I have been reading about the work at Bletchley Park to crack Enigma during World War II. Part of what Turing and his colleagues did was compare pairs of encrypted messages to decide if the Germans had created them from the same Enigma start setting, or from different settings. In other words, we are dealing with the following situation:
A) One German unit has sent a message using one Enigma in some start setting. B) Another German unit has sent another message using another Enigma in some start setting. C) The British intercept both messages. D) Turing and his colleagues try to guess if the start settings on the two Enigmas are identical.
Obviously, these were highly educated guesses. They were based on sequential analysis and the weight of evidence in favor of a hypothesis, $h$, given the evidence, $e$:
$woe(h:e) = \log \left(\frac{p (e|h)}{p \left(e\left|\bar{h}\right.\right)}\right)$
What Turing and his colleagues did, as far as I understand, was utilize that pairs of messages created from the same start setting kept an essential property of two compared natural language messages, namely that letters in these messages match at the rate 0.076 when messages are placed one above the other, so to speak. In contrast, when messages are random sequences of letters, the match-rate is only 0.037; crucially, intercepted messages created from different start settings fell into the latter category, although hiding natural language.
Now, Turing and his colleagues moved along letters in messages sequentially, and for each match, incremented the weight of evidence for “h: same setting” upward by 3.1, while they changed the total by -0:18 for each none-match. Then, after reaching one of two predetermined thresholds for accumulated evidence, they either guessed that the start settings were the same (i.e., if the weight of evidence broke the upper limit) or supposed that the start settings were different (i.e., if the weight of evidence broke the lower threshold).
As far as I understand, the thresholds used corresponded to an exact probability of $h$ (i.e., a personal probability of “same setting”), but theoretically, if the intercepted messages were long enough, and sent from the same initial setting, the accumulated weight of evidence would, in principle, converge on positive infinity, corresponding to a personal probability of 1. This makes a great deal of sense since there was nothing actually probabilistic in the start settings – they either were or were not, the same. After all, the German units had already sent the messages!

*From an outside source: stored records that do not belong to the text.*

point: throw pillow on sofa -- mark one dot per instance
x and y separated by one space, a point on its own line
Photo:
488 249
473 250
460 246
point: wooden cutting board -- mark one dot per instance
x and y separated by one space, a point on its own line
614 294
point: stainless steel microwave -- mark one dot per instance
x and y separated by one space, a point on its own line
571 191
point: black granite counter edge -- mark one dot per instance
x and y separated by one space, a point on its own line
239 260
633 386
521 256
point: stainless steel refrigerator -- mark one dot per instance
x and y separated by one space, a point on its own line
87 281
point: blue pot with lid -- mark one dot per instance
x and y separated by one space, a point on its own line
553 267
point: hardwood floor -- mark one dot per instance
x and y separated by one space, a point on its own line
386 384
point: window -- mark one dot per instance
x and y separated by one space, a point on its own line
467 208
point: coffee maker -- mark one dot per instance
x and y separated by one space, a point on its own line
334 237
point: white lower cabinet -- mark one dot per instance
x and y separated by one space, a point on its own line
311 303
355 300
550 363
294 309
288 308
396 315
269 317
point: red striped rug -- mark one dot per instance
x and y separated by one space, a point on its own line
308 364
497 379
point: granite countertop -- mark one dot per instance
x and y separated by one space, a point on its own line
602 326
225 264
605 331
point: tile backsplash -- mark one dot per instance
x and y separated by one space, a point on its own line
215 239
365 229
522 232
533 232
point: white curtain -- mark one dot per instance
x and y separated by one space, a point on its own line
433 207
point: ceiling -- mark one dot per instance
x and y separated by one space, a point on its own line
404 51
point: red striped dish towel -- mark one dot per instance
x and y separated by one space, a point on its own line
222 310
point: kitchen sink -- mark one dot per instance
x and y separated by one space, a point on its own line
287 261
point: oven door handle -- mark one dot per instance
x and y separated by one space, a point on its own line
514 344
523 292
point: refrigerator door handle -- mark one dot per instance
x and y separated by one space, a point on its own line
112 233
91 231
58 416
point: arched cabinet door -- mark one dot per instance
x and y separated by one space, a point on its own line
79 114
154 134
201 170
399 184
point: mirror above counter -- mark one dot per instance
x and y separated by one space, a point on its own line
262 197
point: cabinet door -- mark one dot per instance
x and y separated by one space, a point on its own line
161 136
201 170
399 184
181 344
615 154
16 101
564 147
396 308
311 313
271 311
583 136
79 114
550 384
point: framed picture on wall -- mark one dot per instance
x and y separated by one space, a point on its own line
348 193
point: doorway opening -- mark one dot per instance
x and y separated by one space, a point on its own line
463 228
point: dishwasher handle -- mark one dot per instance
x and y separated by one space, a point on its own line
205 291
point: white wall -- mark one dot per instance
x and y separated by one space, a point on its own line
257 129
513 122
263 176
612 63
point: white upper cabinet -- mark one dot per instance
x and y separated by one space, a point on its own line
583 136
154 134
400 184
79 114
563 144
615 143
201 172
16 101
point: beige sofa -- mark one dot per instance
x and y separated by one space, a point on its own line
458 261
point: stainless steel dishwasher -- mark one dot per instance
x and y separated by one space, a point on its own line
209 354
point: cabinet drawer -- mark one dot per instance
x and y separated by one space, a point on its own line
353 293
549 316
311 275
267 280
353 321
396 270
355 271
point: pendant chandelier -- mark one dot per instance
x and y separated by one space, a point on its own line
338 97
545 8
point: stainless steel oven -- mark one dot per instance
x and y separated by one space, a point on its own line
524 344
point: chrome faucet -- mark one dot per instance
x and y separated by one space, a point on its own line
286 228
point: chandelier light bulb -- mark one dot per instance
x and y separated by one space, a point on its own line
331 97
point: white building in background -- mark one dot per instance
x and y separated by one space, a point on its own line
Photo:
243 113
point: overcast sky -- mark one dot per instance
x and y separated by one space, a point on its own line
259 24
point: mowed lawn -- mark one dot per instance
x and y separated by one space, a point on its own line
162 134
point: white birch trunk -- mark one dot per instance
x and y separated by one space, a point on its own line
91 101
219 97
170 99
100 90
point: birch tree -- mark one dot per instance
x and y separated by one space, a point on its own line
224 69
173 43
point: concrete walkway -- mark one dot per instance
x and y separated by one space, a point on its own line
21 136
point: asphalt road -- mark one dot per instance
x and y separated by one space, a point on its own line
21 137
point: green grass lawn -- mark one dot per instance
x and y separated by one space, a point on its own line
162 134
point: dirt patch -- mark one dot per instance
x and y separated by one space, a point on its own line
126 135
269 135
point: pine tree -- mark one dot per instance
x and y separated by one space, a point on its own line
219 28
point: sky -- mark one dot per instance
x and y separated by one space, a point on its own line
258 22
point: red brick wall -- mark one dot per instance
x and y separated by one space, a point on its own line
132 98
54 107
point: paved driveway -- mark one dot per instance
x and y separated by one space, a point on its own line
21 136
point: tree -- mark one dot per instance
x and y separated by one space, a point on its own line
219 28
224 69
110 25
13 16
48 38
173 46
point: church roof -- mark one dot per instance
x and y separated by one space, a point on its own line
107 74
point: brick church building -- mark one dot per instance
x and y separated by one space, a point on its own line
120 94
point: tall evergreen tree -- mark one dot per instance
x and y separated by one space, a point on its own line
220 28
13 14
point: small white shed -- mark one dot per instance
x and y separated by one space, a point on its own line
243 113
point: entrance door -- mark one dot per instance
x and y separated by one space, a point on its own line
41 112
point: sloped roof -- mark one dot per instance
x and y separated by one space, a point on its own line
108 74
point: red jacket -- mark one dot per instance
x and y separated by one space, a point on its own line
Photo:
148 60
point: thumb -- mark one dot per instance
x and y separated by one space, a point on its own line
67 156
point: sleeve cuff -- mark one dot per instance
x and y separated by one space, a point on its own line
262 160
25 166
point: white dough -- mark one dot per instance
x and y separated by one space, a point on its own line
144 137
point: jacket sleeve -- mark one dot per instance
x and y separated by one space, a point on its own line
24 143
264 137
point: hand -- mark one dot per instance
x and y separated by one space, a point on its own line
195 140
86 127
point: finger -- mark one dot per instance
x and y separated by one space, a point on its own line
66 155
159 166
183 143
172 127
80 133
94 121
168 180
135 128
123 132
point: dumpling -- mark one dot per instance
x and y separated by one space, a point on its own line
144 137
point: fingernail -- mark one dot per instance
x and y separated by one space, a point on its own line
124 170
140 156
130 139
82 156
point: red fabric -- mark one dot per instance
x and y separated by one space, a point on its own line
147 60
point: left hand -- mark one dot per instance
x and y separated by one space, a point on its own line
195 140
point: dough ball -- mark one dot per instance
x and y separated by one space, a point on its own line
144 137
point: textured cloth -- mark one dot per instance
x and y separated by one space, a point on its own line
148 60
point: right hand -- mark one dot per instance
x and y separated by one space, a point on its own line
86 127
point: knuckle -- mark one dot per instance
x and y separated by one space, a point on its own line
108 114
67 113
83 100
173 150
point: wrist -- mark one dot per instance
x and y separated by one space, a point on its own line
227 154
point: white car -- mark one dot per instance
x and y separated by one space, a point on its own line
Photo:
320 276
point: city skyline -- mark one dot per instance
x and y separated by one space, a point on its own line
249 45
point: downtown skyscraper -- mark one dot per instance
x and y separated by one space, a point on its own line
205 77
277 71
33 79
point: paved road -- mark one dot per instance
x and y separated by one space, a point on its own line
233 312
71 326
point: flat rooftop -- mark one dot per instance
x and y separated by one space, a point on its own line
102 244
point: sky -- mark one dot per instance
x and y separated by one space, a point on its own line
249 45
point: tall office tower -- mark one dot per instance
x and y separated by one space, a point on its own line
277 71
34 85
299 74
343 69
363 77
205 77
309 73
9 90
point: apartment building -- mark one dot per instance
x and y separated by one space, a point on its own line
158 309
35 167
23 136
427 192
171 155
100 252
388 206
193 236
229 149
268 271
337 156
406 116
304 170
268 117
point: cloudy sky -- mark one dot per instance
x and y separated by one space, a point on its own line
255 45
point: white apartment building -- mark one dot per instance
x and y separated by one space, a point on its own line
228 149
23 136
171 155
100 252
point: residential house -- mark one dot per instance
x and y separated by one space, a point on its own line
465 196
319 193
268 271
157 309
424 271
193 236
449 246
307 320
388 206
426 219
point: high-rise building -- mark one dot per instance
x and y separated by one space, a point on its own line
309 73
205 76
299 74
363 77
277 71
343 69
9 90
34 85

But this is where things get interesting for me. Suppose we switch scenery now and face the problem of guessing what state a gold coin WILL be in AFTER it is flipped. And suppose, furthermore, that we have the benefit of collecting evidence about the gold coin by flipping as many equivalent silver coins as we want, before flipping the gold coin. As we do this, the total weight of evidence for “h: the gold coin will land on heads” should increment upward, if the gold coin tends to land on heads more than chance.
What I don’t get is this:
A: Does the weight of evidence converge on positive infinity after many observations of silver-coin-flipping, and thereby overshoot completely the probability (in the frequentist sense) of the gold coin landing on heads?
OR,
B: Does the weight of evidence collected from flipping silver coins converge to a point, which when translated into a personal probability, equals the probability (in the frequentist sense) of the golden coin landing on heads?
I suspect the answer is A, which would suggest one can go terribly awry using the weight of evidence for predicting! Have I gotten this all wrong?